Even still though, we don't know that Cell (or an evolution thereof) will carry over to the PS4. Remember Sony supposedly was conducting that developer survey a while back, and periodically there have been rumors of going to a different architecture. We'll see though.
I've suggested this before: They could always go the route of 8 SPEs and loads of regular cores. Backwards compatibility
and more developer-friendly.
The cost sunk in PS3 will never be recovered. The dependence on blue lasers for the BluRay drive cost a bundle, both in initial BOM and in insufficient volume to compete with Microsoft early on, leaving PS3 to play catch up for the rest of this generation.

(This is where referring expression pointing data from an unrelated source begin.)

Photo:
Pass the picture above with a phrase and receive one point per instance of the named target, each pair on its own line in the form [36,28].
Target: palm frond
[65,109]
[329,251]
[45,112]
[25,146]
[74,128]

Then you have the debacle with the GPU. It is interesting to read media from three years ago, press reports of Sony using TSMC as a "second source" for RSX. That is putting positive spin on a very dire situation. The truth is that Sony's fabs had a costly upgrade to produce CELL, then sold to Toshiba for a song because it was under-utilized. Makes you wonder. Why second source when you have a half empty fab?
I'm guessing that RSX was such a late contingency solution that they didn't have time to transfer the RSX design to Sony's fab and that TSMC initially was the
only source. That however is speculation on my part.
Notice, none of the above is down to execution problems, it is
all because of bad design choices.
To sum up, PS3 has:
1. Cost Sony billions.
2. Finished Sony as a semiconductor company
3. Only managed to end up third of the three platforms.